Research discovers response to beta-blocker therapy genetically pre-determined - must read if you are on beta-blocker therapy
By Angsuman Chakraborty, Gaea News NetworkWednesday, May 11, 2005
Beta-Blockers (like Atenolol) are used for heart failure treatment. Beta-blockers are also often prescribed for diabetic and renal (kidney) transplant recepients as adjunct anti-hypertensive (blood pressure) medications.
Beta-blockers help restore the heart to a more typical shape and size and improve heart function.
Some patients tolerate them well while others have difficulty and suffer adverse reactions such as shortness of breath, ankle swelling (edema) or fluid retention in the lungs, fatigue and reduced ability to tolerate exercise or even worsening of their heart failure symptoms.
Scientists at University of Florida discovered that beta-blockers are not suitable for certain group of patients, which can be determined by a particular gene variations. For this group beta-blocker therapy actually worsens the heart enlargement problem.
“At the moment, the consensus guidelines for treatment of heart failure are that basically everyone should get this drug,” said Dr. Julie Johnson, Pharm.D., director of the UF Center for Pharmacogenomics and principal investigator in this research. “I’m certainly not sitting here saying we should change those consensus guidelines, which come about because of large clinical trials and because of benefits that are shown in large clinical trials. But we know that, at an individual level, not everybody benefits from any given therapy.”
The researchers noted that genetic variations influenced the degree to which the heart returned to a more normal shape and size after a patient began taking the drug. In fact, patients in one subgroup out of four studied actually fared worse - the heart continued to enlarge.
Patients with either of two variants were three times more likely to require increases in heart failure medications to treat worsening symptoms after they began taking beta-blockers and required more frequent follow-up.

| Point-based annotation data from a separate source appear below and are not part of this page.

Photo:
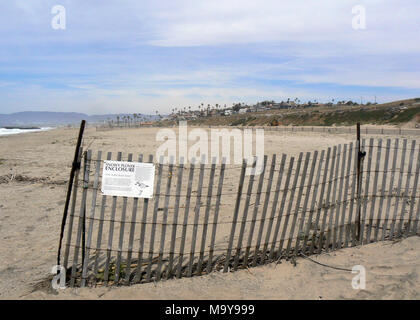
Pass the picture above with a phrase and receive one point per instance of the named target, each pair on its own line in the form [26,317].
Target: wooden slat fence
[206,217]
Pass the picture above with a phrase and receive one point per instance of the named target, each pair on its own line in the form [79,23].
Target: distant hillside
[44,118]
[401,113]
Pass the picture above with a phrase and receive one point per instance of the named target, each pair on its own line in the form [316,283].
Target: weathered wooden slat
[397,198]
[131,235]
[407,186]
[413,195]
[82,215]
[297,206]
[216,215]
[255,212]
[320,201]
[289,206]
[273,212]
[390,188]
[333,204]
[327,201]
[244,217]
[165,218]
[185,220]
[91,218]
[300,232]
[343,224]
[175,220]
[196,217]
[274,208]
[72,210]
[264,211]
[374,191]
[206,216]
[100,229]
[312,207]
[335,231]
[110,233]
[138,274]
[235,216]
[154,221]
[121,236]
[358,235]
[383,187]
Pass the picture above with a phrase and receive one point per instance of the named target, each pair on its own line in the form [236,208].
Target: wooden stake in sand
[74,168]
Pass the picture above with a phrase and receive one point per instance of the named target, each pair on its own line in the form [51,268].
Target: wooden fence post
[75,167]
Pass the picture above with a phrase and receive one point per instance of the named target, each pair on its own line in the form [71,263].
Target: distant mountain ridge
[50,118]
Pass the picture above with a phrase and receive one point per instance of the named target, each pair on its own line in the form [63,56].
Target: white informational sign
[128,179]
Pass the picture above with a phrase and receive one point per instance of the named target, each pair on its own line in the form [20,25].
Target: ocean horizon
[5,131]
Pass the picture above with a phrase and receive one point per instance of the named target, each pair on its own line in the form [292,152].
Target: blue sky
[143,56]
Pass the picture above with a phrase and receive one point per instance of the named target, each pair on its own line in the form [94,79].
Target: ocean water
[4,131]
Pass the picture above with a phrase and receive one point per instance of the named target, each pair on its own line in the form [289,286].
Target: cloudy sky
[143,56]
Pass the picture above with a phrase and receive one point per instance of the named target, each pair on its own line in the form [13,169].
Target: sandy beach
[34,168]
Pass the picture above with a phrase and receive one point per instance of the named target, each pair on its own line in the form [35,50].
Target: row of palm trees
[129,120]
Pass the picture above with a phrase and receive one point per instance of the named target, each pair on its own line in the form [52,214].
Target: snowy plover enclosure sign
[128,179]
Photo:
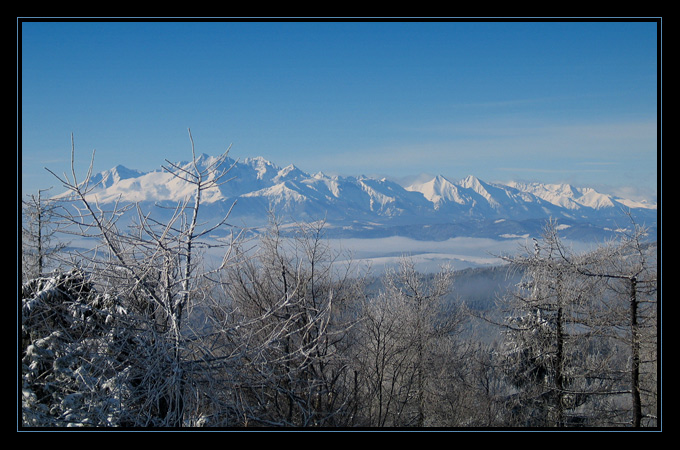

Source: HSC News and Communications
This is very interesting. I am not sure if it is an error in reporting. However given at its face value it means patient condition (in general) worsens after taking beta-blockers.
To summarize:
1. Not everyone benefits from beta-blocker therapy, pre-determined by their genetic makeup
2. In 25% of cases beta-blcoker therapy actually worsens the heart failure problem
The bottomline of this story is that if you are on beta-blockers and facing complications or the doctor has prescribed beta-blocker, then you might want to discuss with him this research.